Reference

Comparison of the degree of non-biospecific binding of 125I-insulin to Sepharose CL-6B conjugates prepared with different activating agents

Comparison of the degree of non-biospecific binding of 125I-insulin to Sepharose CL-6B conjugates prepared with different activating agents. Maxwell, J. Gerard; Irvine, G. Brent (Dep. Biochem., Queen's Univ. Belfast, Belfast BT9 7BL, UK). Biochem. Soc. Trans., 12(3), 485-6 (English) 1984. CODEN: BCSTB5. ISSN: 0300-5127. DOCUMENT TYPE: Journal CA Section: 2 (Mammalian Hormones) Section cross-reference(s): 9 Sepharose CL-6B was activated with cyanogen bromide [506-68-3], 1,1'-carbonyldiimidazole (I) [530-62-1], or toluene-p-sulfonyl chloride (II) [98-59-9] and then treated with 1 of the following ligands: glucagon, IgG, or ovine anti-glucagon IgG. The Sepharose-ligand conjugates were then reacted with 125I-labeled insulin [9004-10-8] and the amt. of labeled insulin remaining assocd. with each gel conjugate was detd. after 3 washings.

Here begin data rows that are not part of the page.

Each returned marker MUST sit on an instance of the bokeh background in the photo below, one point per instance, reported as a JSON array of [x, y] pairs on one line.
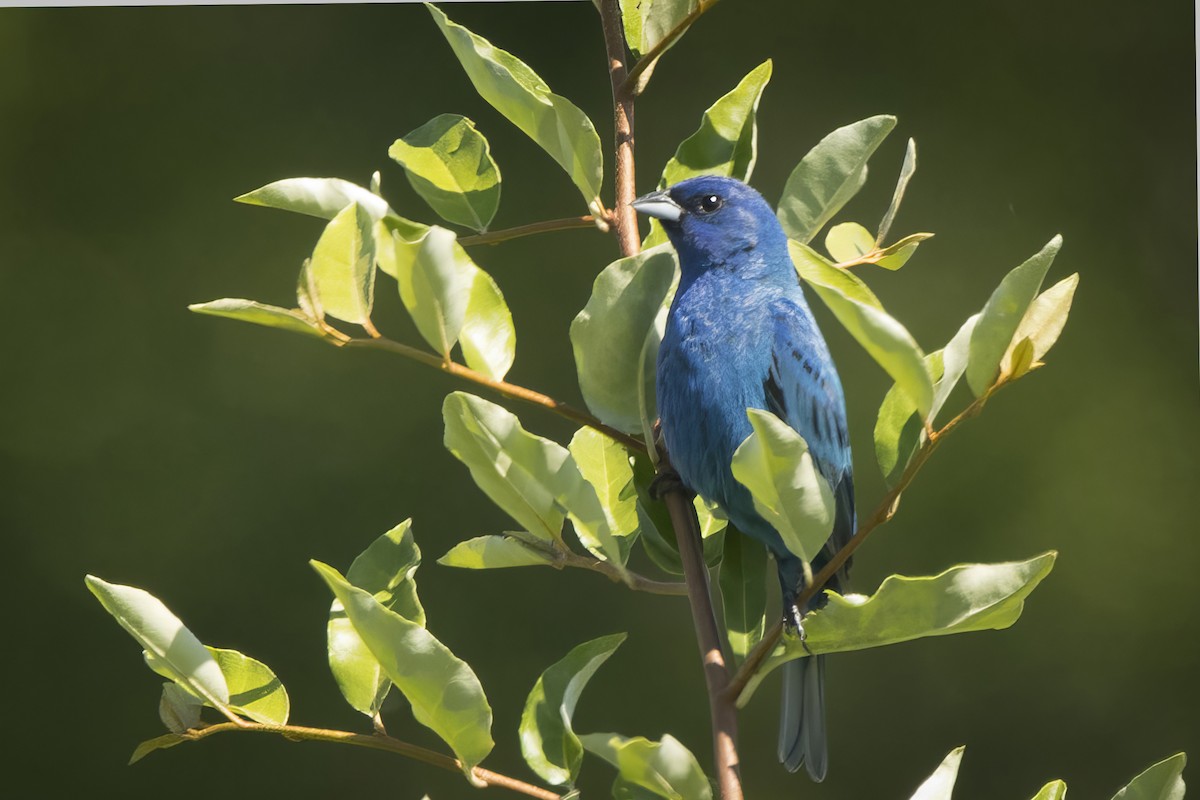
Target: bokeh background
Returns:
[[207, 461]]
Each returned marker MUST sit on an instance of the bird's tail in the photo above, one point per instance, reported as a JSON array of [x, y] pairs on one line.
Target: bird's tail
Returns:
[[802, 735]]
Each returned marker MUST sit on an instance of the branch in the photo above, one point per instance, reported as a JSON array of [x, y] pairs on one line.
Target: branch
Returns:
[[497, 236], [499, 386], [376, 741], [723, 710], [882, 515]]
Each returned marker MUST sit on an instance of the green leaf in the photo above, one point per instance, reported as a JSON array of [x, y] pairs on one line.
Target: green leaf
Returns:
[[940, 786], [444, 692], [175, 649], [516, 91], [774, 463], [965, 597], [829, 175], [497, 552], [743, 582], [450, 299], [1002, 316], [257, 313], [849, 241], [159, 743], [665, 768], [384, 570], [726, 143], [906, 172], [316, 197], [885, 338], [449, 164], [1053, 791], [342, 266], [1043, 322], [616, 336], [547, 741], [255, 691], [1163, 781]]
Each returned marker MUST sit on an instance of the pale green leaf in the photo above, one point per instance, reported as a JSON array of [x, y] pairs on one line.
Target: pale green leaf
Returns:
[[829, 175], [743, 583], [849, 241], [175, 649], [444, 692], [547, 741], [497, 552], [1043, 322], [342, 268], [384, 570], [1002, 316], [615, 338], [516, 91], [316, 197], [1053, 791], [906, 172], [940, 786], [885, 338], [257, 313], [726, 143], [965, 597], [1163, 781], [449, 164], [665, 768]]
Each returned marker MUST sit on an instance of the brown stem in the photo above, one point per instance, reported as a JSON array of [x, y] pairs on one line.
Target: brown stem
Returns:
[[499, 386], [497, 236], [377, 741], [683, 516]]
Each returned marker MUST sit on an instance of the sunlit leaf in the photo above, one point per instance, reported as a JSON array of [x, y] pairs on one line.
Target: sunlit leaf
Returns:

Activation by cyanogen bromide did not alter the adsorption properties of the Sepharose. II activation resulted in a matrix that strongly adsorbed protein. Gels activated with I were only slightly improved over cyanogen bromide-activated gels. Except in the case of II activation, the presence of the protein ligand increased the adsorption of the labeled insulin. The high degree of adsorption on Sepharose activated with II was probably due to hydrophobic interactions between protein and toluene-p-sulfonyl groups remaining on the Sepharose even after incubation in ethanolamine soln.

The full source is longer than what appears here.